Popular databases have contributed to the narrative that mass shooters display some kind of mental illness. But those databases can record information often without professional evaluation. The Mother Jones database, for example, states a rate of 60% of shooters who appeared to exhibit some form of cognitive or mental impairment—but only considered through the viewpoints of neighbors, friends, and relatives who were asked to reflect after the event occurred (Fox & Fridel, 2016). In this sample, professional opinions declared only 12.5% ​​to exhibit psychosis, with only half of them diagnosed with paranoid schizophrenia.

It seems the presence of schizophrenia symptoms alone is not enough to draw a causal line of inference between mass attacks and schizophrenia. In fact, predisposing traits of mass killers notably include chronic frustration and inability to meet goals combined with externalizing blame, regardless of the presence of psychosis (Fox & Levin, 2022). Mass shooters almost universally exhibit social issues in school, family, or work including bullying, exiling from the home (in childhood and adult life), or employment termination combined with self-perceived victimization years before they carry out an attack. While people who simply share these emotions may not act out in a violent massacre, the accessibility to a firearm compounds the factors contributing to a mass killing.

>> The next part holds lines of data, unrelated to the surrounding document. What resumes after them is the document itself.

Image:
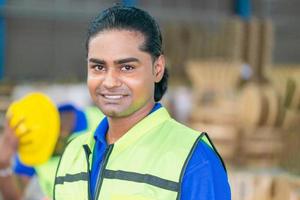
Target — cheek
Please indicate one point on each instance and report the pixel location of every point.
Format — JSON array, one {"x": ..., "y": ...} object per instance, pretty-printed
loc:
[
  {"x": 142, "y": 87},
  {"x": 92, "y": 85}
]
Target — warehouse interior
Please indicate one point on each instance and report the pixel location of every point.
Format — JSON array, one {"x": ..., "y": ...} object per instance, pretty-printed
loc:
[{"x": 234, "y": 73}]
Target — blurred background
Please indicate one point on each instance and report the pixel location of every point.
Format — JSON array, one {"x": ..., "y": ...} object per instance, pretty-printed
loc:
[{"x": 234, "y": 65}]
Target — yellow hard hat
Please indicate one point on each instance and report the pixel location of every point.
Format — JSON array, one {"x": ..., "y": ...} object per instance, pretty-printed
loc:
[{"x": 38, "y": 126}]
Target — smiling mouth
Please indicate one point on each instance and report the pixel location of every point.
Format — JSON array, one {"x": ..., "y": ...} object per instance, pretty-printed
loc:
[{"x": 113, "y": 96}]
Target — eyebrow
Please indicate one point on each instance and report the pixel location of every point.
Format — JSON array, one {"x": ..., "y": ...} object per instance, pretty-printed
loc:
[{"x": 121, "y": 61}]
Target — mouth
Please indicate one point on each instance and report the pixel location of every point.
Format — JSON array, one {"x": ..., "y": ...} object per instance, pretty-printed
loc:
[{"x": 114, "y": 96}]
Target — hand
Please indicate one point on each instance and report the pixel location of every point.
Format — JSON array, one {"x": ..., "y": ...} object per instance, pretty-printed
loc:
[{"x": 8, "y": 145}]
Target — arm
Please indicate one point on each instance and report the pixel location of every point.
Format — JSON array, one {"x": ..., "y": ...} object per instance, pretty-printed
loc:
[
  {"x": 205, "y": 177},
  {"x": 8, "y": 145}
]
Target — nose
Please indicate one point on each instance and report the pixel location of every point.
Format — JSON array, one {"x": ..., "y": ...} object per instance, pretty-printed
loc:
[{"x": 111, "y": 80}]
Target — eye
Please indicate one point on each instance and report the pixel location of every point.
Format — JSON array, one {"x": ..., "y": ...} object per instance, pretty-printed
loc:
[
  {"x": 127, "y": 68},
  {"x": 98, "y": 67}
]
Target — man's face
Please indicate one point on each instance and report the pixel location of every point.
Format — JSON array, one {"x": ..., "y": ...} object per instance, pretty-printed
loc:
[{"x": 121, "y": 77}]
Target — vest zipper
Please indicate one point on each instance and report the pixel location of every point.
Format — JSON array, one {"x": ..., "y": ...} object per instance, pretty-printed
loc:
[
  {"x": 87, "y": 155},
  {"x": 102, "y": 167}
]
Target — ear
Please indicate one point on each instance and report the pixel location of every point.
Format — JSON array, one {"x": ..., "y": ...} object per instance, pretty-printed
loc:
[{"x": 159, "y": 68}]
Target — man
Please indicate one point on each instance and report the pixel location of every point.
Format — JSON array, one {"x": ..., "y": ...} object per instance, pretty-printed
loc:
[
  {"x": 138, "y": 151},
  {"x": 74, "y": 121}
]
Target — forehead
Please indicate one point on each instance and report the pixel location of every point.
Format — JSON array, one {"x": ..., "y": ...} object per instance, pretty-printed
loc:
[{"x": 116, "y": 41}]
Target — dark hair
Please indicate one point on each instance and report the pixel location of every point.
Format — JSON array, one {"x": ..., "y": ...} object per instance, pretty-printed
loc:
[{"x": 131, "y": 18}]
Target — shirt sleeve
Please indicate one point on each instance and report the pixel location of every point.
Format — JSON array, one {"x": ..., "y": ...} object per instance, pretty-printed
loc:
[{"x": 205, "y": 177}]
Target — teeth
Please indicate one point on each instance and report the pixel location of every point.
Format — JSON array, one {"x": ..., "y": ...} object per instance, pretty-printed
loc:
[{"x": 113, "y": 96}]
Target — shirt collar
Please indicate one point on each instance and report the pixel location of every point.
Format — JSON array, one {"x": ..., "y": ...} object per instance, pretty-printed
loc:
[{"x": 100, "y": 133}]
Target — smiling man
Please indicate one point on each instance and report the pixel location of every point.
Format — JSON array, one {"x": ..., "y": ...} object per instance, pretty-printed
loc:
[{"x": 138, "y": 152}]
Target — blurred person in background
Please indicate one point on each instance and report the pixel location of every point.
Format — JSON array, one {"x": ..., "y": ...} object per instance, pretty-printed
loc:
[
  {"x": 137, "y": 151},
  {"x": 19, "y": 181}
]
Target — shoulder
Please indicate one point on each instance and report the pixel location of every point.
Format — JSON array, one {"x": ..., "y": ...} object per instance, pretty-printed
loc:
[{"x": 205, "y": 175}]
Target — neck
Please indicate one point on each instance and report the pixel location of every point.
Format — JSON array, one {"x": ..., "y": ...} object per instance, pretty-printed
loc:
[{"x": 120, "y": 126}]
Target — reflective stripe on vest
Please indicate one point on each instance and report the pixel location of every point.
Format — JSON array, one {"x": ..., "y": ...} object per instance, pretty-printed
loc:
[
  {"x": 46, "y": 171},
  {"x": 146, "y": 163}
]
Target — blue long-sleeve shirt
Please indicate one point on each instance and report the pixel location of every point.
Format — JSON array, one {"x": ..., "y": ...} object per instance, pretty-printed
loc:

A serious mental illness by definition is a condition that robs an individual’s ability to carry out daily tasks or live a full life. People who carry out planned attacks contradict this very definition. In the throes of psychosis, individuals often lack the cognitive capabilities needed to orchestrate complex tasks, so it would make sense as to why only a minority of shootings involve people with psychosis.

Mass shootings are complex crimes that warrant a serious discussion (and serious research). Before we attribute blame to any one cause, we may want to stop and see if the data aligns with our thinking.